Gleichwohl scheint die Zukunft des europäischen Projekts momentan völlig offen zu sein. Die europäische Integration hat unserem Kontinent Frieden, Freiheit, Prosperität und Demokratie gebracht, und diese Errungenschaften müssen und wollen wir verteidigen. – Ehrlich gesagt, Herr Frisch, wenn ich immer wieder das Zwischengestöhne der AfD zu diesem Thema höre, frage ich mich eigentlich: Was haben Sie mit diesem Bundesland zu tun, das in Frieden und Freiheit 70 Jahre lang groß geworden ist, was in großem und hohem Maße der Freundschaft zu Frankreich und der Entwicklung von Europa zu verdanken ist?

(Beifall der SPD, der FDP und des BÜNDNIS 90/DIE GRÜNEN – Zuruf des Abg. Frisch, AfD – Abg. Joachim Paul, AfD: Da widerspricht doch niemand! Da widerspricht niemand, Frau Ministerpräsidentin!)

Das ist auch der Grund, weshalb sich die Landesregierung in vielfältiger Weise für dieses europäische Einigungswerk einsetzt, und zwar in sehr großer Überzeugung. Wir streiten für ein demokratisches Europa, und wir wollen die europäischen Werte im Innen- und im Außenverhältnis hochhalten. Wir setzen uns ein für Europa, das solidarische Sachlösungen für die Bürger und Bürgerinnen liefert, und für ein Europa, das von unten zusammenwächst.

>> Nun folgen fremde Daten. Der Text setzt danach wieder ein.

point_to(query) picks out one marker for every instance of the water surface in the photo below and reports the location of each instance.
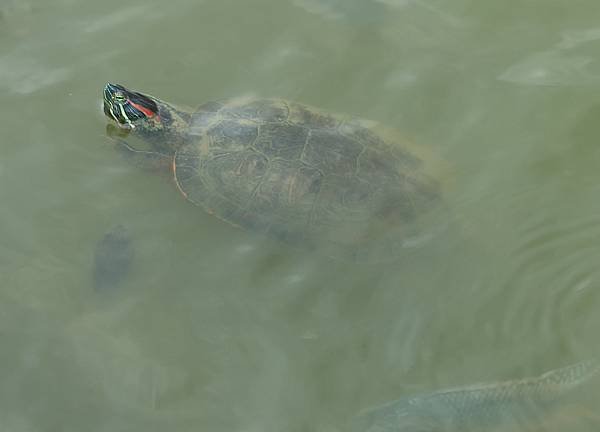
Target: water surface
(218, 328)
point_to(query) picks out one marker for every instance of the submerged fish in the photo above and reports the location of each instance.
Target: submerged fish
(112, 258)
(503, 406)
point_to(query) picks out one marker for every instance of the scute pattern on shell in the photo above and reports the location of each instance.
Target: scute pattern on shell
(304, 176)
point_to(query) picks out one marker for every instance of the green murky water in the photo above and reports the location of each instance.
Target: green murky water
(217, 329)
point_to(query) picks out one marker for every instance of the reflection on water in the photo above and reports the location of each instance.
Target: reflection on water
(220, 329)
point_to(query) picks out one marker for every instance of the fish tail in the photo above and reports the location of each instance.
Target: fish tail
(571, 376)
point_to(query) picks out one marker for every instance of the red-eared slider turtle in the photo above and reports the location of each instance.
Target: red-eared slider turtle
(289, 170)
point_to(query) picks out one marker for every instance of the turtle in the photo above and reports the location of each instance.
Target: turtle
(322, 181)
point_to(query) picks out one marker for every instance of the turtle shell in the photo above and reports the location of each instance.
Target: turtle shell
(305, 177)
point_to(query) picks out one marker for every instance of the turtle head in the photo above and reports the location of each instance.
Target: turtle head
(146, 116)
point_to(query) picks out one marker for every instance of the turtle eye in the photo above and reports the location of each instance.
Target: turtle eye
(119, 97)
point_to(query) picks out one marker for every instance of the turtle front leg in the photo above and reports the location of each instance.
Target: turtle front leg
(147, 160)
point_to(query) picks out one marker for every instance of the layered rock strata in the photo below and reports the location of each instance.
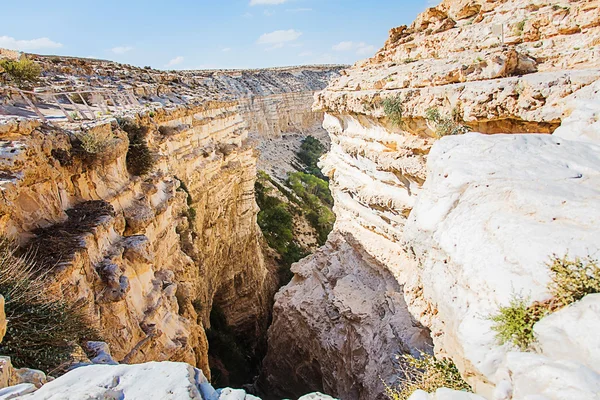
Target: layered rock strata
(446, 224)
(151, 256)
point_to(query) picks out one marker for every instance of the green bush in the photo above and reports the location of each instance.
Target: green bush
(317, 202)
(571, 280)
(514, 323)
(428, 374)
(22, 72)
(95, 142)
(444, 125)
(42, 332)
(310, 152)
(93, 146)
(392, 108)
(76, 98)
(277, 224)
(140, 160)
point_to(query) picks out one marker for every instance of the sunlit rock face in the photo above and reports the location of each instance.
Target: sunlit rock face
(150, 256)
(465, 222)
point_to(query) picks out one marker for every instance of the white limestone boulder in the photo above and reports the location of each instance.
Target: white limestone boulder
(444, 394)
(493, 211)
(573, 333)
(154, 380)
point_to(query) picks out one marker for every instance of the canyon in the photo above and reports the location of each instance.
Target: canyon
(431, 234)
(463, 156)
(149, 257)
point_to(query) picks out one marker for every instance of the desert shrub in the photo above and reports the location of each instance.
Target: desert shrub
(571, 280)
(42, 332)
(277, 224)
(93, 142)
(140, 159)
(392, 108)
(75, 98)
(519, 27)
(310, 152)
(428, 374)
(444, 125)
(317, 202)
(171, 130)
(23, 72)
(93, 145)
(514, 323)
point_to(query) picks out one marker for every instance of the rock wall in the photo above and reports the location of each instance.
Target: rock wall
(149, 257)
(540, 77)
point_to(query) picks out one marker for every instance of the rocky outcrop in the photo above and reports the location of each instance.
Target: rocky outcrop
(348, 310)
(160, 380)
(463, 222)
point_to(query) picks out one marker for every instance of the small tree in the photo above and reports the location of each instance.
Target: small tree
(22, 72)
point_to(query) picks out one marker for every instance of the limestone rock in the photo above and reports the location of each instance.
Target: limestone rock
(338, 326)
(17, 391)
(472, 211)
(2, 319)
(464, 222)
(444, 394)
(570, 333)
(169, 245)
(164, 380)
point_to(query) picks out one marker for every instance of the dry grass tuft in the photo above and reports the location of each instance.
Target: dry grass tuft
(43, 332)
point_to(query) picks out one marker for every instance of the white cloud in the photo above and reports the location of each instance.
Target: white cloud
(366, 50)
(361, 48)
(266, 2)
(121, 49)
(343, 46)
(278, 38)
(33, 44)
(176, 61)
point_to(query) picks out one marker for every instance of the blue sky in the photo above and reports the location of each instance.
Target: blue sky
(201, 34)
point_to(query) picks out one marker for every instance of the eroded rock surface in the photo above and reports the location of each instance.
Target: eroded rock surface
(398, 189)
(345, 314)
(150, 256)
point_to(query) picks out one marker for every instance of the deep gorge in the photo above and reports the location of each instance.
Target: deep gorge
(459, 181)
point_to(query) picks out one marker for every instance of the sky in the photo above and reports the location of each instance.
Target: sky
(206, 34)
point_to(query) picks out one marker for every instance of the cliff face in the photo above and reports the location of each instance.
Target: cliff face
(151, 256)
(448, 227)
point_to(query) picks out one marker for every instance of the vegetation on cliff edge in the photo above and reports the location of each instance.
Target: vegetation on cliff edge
(43, 332)
(428, 374)
(22, 73)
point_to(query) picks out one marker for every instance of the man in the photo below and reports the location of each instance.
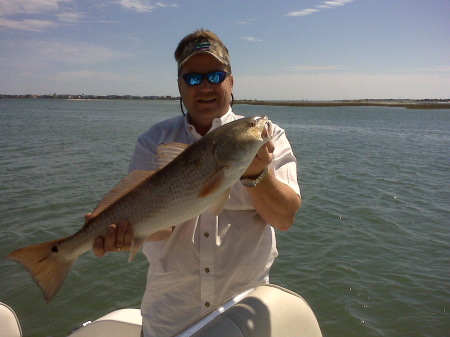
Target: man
(201, 263)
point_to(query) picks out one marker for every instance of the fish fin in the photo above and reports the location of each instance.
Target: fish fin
(213, 183)
(168, 152)
(46, 269)
(218, 206)
(123, 187)
(136, 245)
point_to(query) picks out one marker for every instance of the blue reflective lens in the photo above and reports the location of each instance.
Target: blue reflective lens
(214, 77)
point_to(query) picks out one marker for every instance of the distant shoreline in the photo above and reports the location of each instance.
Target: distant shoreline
(394, 103)
(422, 104)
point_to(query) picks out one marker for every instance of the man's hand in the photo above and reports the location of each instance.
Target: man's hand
(118, 237)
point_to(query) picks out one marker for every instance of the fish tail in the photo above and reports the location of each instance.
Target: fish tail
(47, 268)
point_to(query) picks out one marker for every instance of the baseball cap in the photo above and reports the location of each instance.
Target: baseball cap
(204, 46)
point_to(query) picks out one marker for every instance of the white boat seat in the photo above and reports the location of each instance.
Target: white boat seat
(268, 311)
(9, 324)
(119, 323)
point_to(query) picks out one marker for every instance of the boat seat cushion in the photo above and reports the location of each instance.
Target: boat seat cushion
(269, 310)
(10, 326)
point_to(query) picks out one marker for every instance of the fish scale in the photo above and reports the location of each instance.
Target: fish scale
(196, 180)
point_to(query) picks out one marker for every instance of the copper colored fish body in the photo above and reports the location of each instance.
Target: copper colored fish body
(192, 179)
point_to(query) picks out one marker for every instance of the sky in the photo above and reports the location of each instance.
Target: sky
(279, 49)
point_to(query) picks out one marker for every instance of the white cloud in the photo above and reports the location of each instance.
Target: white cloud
(140, 6)
(71, 17)
(337, 2)
(331, 86)
(251, 39)
(325, 5)
(27, 25)
(74, 53)
(11, 7)
(303, 12)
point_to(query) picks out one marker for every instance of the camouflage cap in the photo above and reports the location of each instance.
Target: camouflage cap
(219, 51)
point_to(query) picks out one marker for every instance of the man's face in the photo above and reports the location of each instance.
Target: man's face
(205, 101)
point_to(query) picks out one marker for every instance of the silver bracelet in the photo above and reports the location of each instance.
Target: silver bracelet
(248, 182)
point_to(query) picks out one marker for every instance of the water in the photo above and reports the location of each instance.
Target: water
(369, 250)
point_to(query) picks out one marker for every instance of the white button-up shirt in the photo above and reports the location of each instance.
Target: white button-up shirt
(208, 259)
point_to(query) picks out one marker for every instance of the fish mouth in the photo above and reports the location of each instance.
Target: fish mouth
(267, 128)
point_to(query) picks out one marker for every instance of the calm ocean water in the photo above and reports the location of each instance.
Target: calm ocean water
(370, 249)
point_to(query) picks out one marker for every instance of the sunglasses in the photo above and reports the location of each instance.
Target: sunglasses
(213, 77)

Liebe Kollegen und Kolleginnen, mit dem Vollzug des Brexit wird erstmals ein Mitgliedstaat die EU verlassen, und es tut, ehrlich gesagt, bis zum heutigen Tage auch weh. Schwierige Verhandlungen werden die europäische Agenda in den kommenden eineinhalb Jahren prägen.

Die Zukunft der EU wird aber in noch viel größerem Maße davon abhängen, ob die 27 verbleibenden Mitgliedstaaten die vielen konkreten Herausforderungen – zum Beispiel Migration oder Sicherheitspolitik – gemeinsam meistern werden. Die EU kann nur dann zukunftsfest gemacht werden, wenn sie nicht alles und jedes zu regeln versucht; im Sinne der Subsidiarität muss sie aber Lösungen für Probleme schaffen – das lässt die AfD immer weg –, bei denen der einzelne Mitgliedstaat allein eben nicht mehr wirksam handeln kann. Liebe Kollegen und Kolleginnen, beides gehört zusammen.

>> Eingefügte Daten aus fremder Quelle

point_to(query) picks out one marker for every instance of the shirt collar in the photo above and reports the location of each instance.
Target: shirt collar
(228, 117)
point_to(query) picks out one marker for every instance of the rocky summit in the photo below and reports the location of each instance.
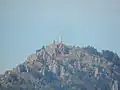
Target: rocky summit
(65, 67)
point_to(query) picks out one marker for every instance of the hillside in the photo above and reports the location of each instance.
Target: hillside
(65, 67)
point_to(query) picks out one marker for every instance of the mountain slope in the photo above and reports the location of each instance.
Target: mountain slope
(62, 67)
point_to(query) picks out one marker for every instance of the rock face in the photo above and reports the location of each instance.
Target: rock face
(61, 67)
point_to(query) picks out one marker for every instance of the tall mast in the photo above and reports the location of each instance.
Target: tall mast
(60, 39)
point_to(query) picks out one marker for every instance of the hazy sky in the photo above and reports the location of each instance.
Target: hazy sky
(26, 25)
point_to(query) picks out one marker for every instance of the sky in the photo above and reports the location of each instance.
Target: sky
(26, 25)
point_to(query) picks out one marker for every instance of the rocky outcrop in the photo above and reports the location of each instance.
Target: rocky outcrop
(60, 67)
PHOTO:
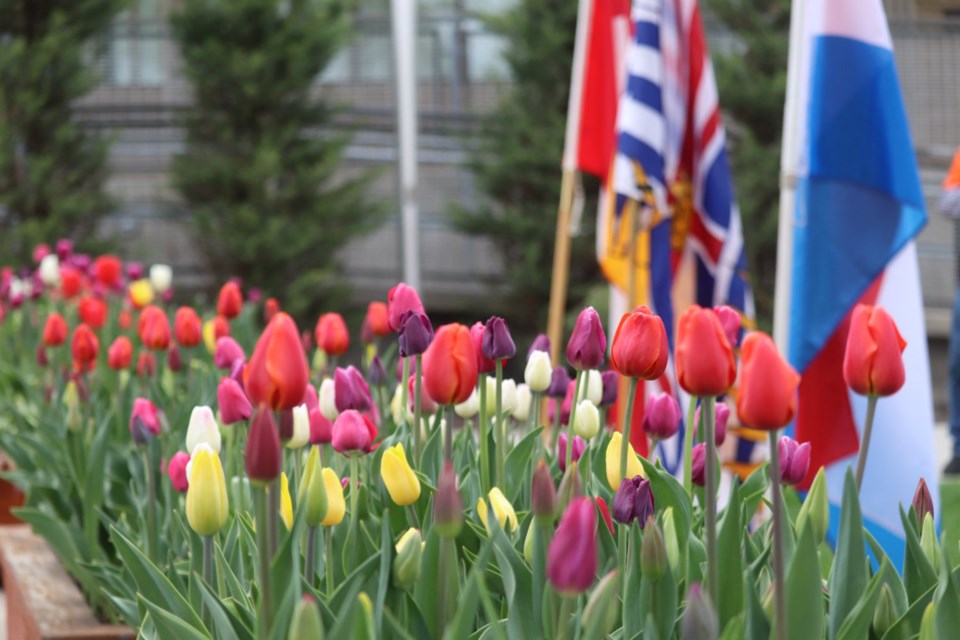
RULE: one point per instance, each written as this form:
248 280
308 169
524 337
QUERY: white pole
404 13
793 111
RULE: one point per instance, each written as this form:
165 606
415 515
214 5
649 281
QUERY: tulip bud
306 622
203 429
447 504
816 508
207 506
406 564
699 620
603 606
922 502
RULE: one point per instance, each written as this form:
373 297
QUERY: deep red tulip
767 398
277 372
450 365
230 300
331 334
187 328
873 362
640 347
704 358
55 330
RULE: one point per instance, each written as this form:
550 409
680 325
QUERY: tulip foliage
231 499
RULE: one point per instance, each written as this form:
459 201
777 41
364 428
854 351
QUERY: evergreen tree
517 162
752 81
260 168
52 170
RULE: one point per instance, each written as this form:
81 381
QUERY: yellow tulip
286 503
207 505
502 509
336 505
402 483
634 468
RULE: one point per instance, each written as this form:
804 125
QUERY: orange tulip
640 346
873 362
154 328
768 385
55 330
277 372
450 365
332 335
230 301
705 363
187 327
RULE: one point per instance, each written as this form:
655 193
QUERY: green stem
865 439
573 415
627 424
779 579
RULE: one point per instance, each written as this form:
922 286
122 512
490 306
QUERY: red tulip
450 365
640 347
768 385
277 372
230 300
332 335
704 359
55 330
154 328
120 353
187 327
873 362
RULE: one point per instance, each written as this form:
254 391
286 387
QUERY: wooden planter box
43 601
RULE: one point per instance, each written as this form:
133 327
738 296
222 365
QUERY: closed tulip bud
416 334
203 429
572 555
161 277
579 446
401 482
307 622
331 334
640 348
815 509
612 458
469 407
922 502
699 619
450 365
401 300
538 373
207 505
301 428
177 471
187 328
502 509
230 300
704 359
602 610
873 361
497 342
587 423
406 564
120 353
767 398
353 431
55 330
653 554
262 455
661 420
543 495
633 501
447 504
277 372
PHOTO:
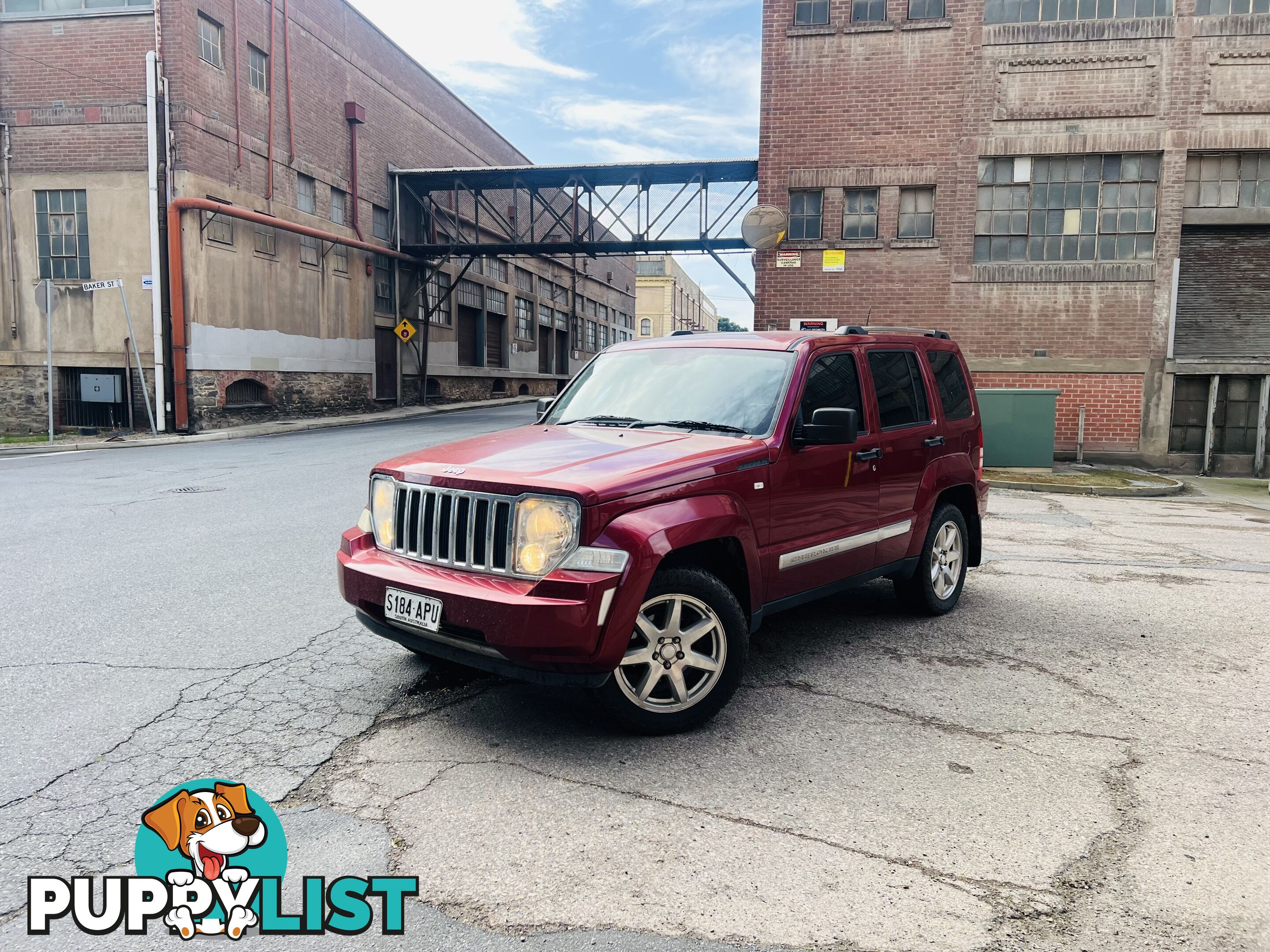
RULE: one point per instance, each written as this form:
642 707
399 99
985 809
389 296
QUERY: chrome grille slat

Natürlich gibt es bestimmte Dinge. Frau Willius-Senzer hat es schon gesagt: Wir haben oft Dinge auf die europäische Ebene übertragen, und wir haben entsprechende Regelungen bekommen. Es ist richtig, dass die EU sich damit beschäftigt, wie man stärker entbürokratisieren kann und ob man wirklich alles klein-klein regeln muss. Aber im Umkehrschluss gehört genauso dazu, dass wir für die großen Themen, die wir nur europaweit bewältigen können, die Kraft aufbringen, dies auf der europäischen Unionsebene auch zu regeln, und dabei müssen Sie eben auch ein bisschen loslassen.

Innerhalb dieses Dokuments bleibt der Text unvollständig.